DC Magazine food writer Nevin Martell heads to restaurateur Rose Previte’s new “playground of exotic tastes” and sets the scene upon entering the hotspot hidden down an alleyway: Afro fusion, jazz and Middle Eastern melodies are complemented by a rush of heat from the open, oak-powered stone hearth “that commands center stage.” He notes the “vibrant eclecticism” in its decor done by restaurateur Rose Previte, with glass globe fixtures, honeycomb wooden paneling, and a living wall. The menu, a tribute to Previte’s Lebanese heritage, as well as Caucasian, North African and Middle Eastern cuisines, is designed to be shared and mixed, and he suggests starting with spreads. Dip the “light and sturdy” just-baked flatbread that keeps coming with Syrian muhammara (“rich” with walnuts and “darkly sweet” thanks to a dose of pomegranate molasses) and “tangy” Lebanese labneh that “gets a lift” from mint.
Order at least one kebab, he instructs, or one of the seafood specialties, like head-on sardines covered in herbaceous chermoula sauce that “offsets the intense brininess.” The spatchcock chicken, one of the large-scale meat dishes, is brined in turmeric to “add a golden glow to the crispy skin.” He recommends asking for all seven condiments available, like whipped garlic toum, at the beginning in order to add extra flavors throughout the meal.

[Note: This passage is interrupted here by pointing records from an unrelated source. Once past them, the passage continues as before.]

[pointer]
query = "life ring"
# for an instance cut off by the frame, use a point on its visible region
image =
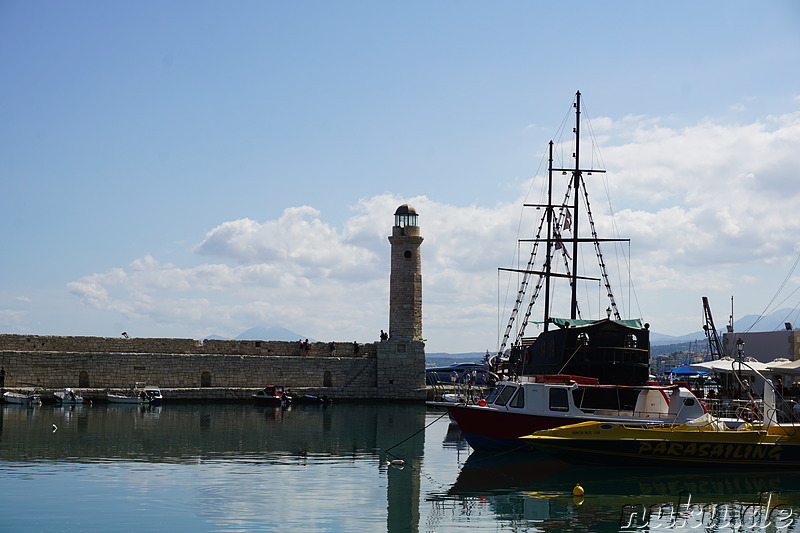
(746, 412)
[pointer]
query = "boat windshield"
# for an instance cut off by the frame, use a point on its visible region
(493, 394)
(505, 395)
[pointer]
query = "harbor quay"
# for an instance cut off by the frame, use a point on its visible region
(215, 370)
(392, 368)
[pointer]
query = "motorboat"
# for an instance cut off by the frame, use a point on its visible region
(138, 395)
(531, 403)
(29, 397)
(68, 397)
(271, 395)
(704, 442)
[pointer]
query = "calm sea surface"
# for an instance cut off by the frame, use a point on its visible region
(241, 468)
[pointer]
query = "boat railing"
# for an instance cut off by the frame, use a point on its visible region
(749, 410)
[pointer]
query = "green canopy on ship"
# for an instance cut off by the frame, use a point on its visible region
(564, 322)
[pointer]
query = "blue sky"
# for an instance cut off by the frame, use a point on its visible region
(182, 169)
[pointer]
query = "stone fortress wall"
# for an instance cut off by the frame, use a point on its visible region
(380, 370)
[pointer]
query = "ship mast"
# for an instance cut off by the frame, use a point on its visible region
(555, 240)
(577, 185)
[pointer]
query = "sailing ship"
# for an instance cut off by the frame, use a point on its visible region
(576, 369)
(613, 350)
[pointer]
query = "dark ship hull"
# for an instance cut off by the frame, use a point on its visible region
(616, 352)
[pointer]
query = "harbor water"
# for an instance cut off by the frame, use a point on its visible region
(337, 468)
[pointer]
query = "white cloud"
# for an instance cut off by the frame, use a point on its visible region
(707, 207)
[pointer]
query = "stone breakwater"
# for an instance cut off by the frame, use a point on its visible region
(217, 369)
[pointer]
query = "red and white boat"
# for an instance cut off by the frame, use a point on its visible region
(532, 403)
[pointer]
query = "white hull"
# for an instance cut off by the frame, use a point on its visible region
(113, 398)
(16, 397)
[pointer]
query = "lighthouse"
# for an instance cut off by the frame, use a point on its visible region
(401, 357)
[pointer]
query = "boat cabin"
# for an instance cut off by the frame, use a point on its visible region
(546, 396)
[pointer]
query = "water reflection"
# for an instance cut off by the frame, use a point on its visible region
(323, 468)
(211, 467)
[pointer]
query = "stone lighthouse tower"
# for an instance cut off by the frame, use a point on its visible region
(405, 284)
(401, 358)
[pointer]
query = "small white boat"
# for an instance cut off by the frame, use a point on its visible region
(149, 394)
(22, 397)
(68, 397)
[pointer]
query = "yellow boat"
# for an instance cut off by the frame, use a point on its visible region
(705, 443)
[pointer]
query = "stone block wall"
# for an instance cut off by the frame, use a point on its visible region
(377, 371)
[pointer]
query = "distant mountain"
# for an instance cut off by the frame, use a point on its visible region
(259, 333)
(772, 322)
(274, 333)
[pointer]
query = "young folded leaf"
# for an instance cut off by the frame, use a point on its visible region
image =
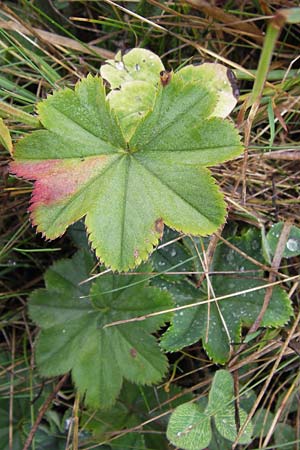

Sietsema also visits the longstanding country-French inn in Chevy Chase, Maryland, and decides it’s an attention grabber more than ever. The decibel levels for easy conversation are outstanding in the dining room, he notes, and other ambiance compliments include its lace curtains, a fieldstone hearth, and a present piano player — a long-standing fixture who fields requests. The best seats in the house are two perches for two on the balcony overlooking the main dining room. For food, seafood is a must (he likes the “butter-kissed” trout amandine), but he’s not into most of the meat selections. Go-to dishes include onion soup, coquille St. Jacques, chateaubriand for two, oysters fricassee, and rich lobster bisque. Warm crusty bread acts as a great mop for many dishes, he adds. Creme brulee is “easy to finish” — sweet, soft, served with an almond tuile.
Ethnic Dining Guide author Tyler Cowen visits the Tysons Corner food hall five times and concludes he’s surprised by “how fun” the set-up is (though its branches of Arroz, Requin, Graffiato, Yona, and Pepina Cantina in general don’t compare to their home bases). He suggests hitting two or three of them and ordering small dishes along the way and ending with chocolate ice cream. There are nice spaces to sit and chat, he notes, and the layout vaguely reminds him of Singapore. While he enjoys pretty much everything he’s sampled, the pastas in Graffiato have been among his favorite. The catch: It’s not that cheap, he says.
Northern Virginia Magazine dining editor and restaurant critic Stefanie Gans heads to Tysons Corner’s new-ish steakhouse, calling it “unremarkable” against the crowded backdrop of the area’s existing power spots. “It’s not a foodie destination. It seems to exist to serve the moneyed of McLean,” she writes. American Prime is home of the private club, IX (pronounced “nine”), which entails a fob and initiation fee, with dishes designed for regulars and high-roller spirits like Hennessy Richard (a half-ounce costing about $250). She describes the main dining room as a “rather bare and unadorned space” with sharp-edged wooden booths and white tablecloths. After trying overly salty duck prosciutto, she suggests skipping the charcuterie, and the 21-day, dry-aged New York strip is a “joyless” steak. The star of the menu is the prime rib, she says.